Passionnante et poignante, la correspondance du peintre laisse entrevoir l’hypothèse du suicide par amour du peintre pour sa maîtresse Jeanne Polge.
« Merci de me déchirer mon amour. Je t’aime à hurler. Je t’aime à mourir. Je t’aime à voir la complexité la plus infernale, limpide dans ton amour. Je t’aime à aimer ton amour comme je t’aime. Je t’aime dans le risque, dans la paix d’un instant, de tout mon sang, de toutes mes larmes, de toute ma folie, de toi, de moi, je t’aime dans chaque poussière qui touche ton cœur. » Ces mots de braise sont ceux de Nicolas de Staël à sa maîtresse, Jeanne Polge, en janvier 1954. On les découvre dans les lettres de Nicolas de Staël, publiées aux éditions Le Bruit du temps. Un an après cette missive, le peintre, âgé de 41 ans, jette sa « carcasse d’homme » du haut de la terrasse de sa villa à Antibes. Son suicide restera inexpliqué. Croyait-il être arrivé au bout de son œuvre ? Sa gloire, soudaine et non désirée, lui était-elle trop insupportable ? La correspondance du peintre, éditée pour la première fois dans son intégralité, fait entrevoir une autre hypothèse : celle du suicide par amour.
Itinéraire
Les lettres à Jeanne Polge comptent parmi les quelque deux cents restées dans le cercle familial ou intime, inédites jusqu’à ce jour. Nicolas de Staël a rencontré Jeanne deux années avant son suicide, pendant l’été 1953. « Quelle fille, la terre en tremble d’émoi ! Quelle cadence unique dans l’ordre souverain… Quel lieu, quelle fille ! », écrit-il à son ami René Char. Mais pour la première fois, le peintre aime plus qu’il n’est aimé. Jeanne, mariée et mère de deux enfants, désire avant tout préserver sa famille. Lui, qui « l’aime à crever », choisit de vivre séparé de la sienne, à laquelle il est pourtant profondément attaché. « Un gosse ridicule pour toujours, parallèlement, ses yeux égarés, pense à toi. Aide-le à t’oublier comme un cauchemar […]. Je te serre doucement près de moi, sois prévenante. Excuse-moi de n’être pas mort », écrit-il dans sa détresse à son amante. Le 15 mars 1955, veille de sa mort, Staël frappe à sa porte. Elle refuse de lui ouvrir. Il remet alors les lettres qu’elle lui a envoyées à son mari. « Vous avez gagné », lance-t-il. On connaît la suite.

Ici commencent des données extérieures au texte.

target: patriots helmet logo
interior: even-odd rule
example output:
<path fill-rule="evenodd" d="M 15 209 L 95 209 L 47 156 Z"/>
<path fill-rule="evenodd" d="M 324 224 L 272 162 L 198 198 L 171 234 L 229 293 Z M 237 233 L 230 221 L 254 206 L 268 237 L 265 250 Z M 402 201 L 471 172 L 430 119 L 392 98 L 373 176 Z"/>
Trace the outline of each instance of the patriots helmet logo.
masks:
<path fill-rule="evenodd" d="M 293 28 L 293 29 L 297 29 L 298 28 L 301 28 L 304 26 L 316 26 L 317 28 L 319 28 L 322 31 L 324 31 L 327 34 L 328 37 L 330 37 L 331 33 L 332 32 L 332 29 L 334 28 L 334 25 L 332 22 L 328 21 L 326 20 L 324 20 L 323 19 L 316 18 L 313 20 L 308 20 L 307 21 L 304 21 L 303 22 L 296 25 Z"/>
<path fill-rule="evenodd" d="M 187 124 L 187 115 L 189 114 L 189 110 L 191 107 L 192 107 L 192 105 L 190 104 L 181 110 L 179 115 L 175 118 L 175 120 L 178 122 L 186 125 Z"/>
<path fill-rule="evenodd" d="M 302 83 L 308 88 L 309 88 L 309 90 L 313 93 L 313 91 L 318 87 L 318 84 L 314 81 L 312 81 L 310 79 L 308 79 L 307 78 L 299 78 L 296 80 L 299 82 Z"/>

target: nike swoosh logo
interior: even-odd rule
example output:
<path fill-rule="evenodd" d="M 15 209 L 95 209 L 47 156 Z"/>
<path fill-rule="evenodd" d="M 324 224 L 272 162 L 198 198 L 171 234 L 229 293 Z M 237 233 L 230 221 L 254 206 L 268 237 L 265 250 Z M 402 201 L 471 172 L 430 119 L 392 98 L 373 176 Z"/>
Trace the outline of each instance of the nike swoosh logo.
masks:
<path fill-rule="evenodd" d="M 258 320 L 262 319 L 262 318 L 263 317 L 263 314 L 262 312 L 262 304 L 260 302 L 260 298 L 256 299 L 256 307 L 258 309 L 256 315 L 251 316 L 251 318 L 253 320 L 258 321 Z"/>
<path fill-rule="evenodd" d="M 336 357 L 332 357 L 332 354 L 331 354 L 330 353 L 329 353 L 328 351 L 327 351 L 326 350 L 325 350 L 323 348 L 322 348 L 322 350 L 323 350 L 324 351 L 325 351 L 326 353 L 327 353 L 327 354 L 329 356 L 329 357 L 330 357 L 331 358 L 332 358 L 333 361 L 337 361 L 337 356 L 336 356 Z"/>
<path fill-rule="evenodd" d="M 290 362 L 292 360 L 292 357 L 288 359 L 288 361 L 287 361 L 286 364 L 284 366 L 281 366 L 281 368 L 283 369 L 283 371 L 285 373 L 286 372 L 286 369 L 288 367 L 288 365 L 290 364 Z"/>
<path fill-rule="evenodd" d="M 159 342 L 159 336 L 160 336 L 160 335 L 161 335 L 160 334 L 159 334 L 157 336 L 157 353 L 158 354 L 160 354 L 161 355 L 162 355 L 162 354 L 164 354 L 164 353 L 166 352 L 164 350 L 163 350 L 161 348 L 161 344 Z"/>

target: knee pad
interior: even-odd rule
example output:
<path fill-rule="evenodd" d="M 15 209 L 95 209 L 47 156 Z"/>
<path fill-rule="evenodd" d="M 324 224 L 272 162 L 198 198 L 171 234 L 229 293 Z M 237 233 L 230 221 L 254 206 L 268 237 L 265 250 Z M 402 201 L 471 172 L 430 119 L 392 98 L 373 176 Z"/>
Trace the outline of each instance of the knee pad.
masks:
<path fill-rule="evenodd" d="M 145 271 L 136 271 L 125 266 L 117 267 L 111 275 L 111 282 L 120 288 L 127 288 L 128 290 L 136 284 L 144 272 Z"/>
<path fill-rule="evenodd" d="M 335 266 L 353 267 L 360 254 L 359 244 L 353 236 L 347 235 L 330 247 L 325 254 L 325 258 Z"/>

Aussi passionnante que celle d’un Van Gogh, enrichie de notes et ponctuée de brefs éclairages biographiques, cette correspondance – dont la première lettre fut écrite à 12 ans – témoigne au plus près de la vie du peintre, « dans le rythme même du vécu », comme l’a écrit l’historien d’art André Chastel à l’occasion de l’édition d’une partie des lettres, en 1968. Nicolas de Staël, dans l’une de ses missives à Jeanne, lui demande de lui confectionner un « journal itinéraire » de ses actions et de ses pensées, avec une « carte de géographie mentale ou graphique » qui lui permette de se sentir toujours à ses côtés. À travers ses lettres – dans leurs embrasements, leurs doutes, leurs ferveurs –, il nous livre le sien. On suit ainsi Staël dans ses voyages, ses enthousiasmes, ses recherches picturales, ses amitiés, ses angoisses aussi, ses tendresses – comme celle, bouleversante, que cet orphelin exprime à la grand-mère de sa femme Françoise, devenue la sienne. Sous sa plume, au fil des textes à René Char, à Georges Duthuit, à son marchand Jacques Dubourg, à Françoise (inédites pour la plupart), à Jeanne enfin, il nous livre non seulement le portrait d’une époque, mais surtout de sa peinture et de son cœur qui n’a jamais cessé de battre. Et derrière le peintre, on découvre, au long de cette correspondance, à travers un style remarquable, un poète, foudroyé, racontant comment il est « devenu corps et âme un fantôme qui peint des temples grecs et un nu si adorablement obsédant, sans modèle, qu’il se répète et finit par se brouiller de larmes ».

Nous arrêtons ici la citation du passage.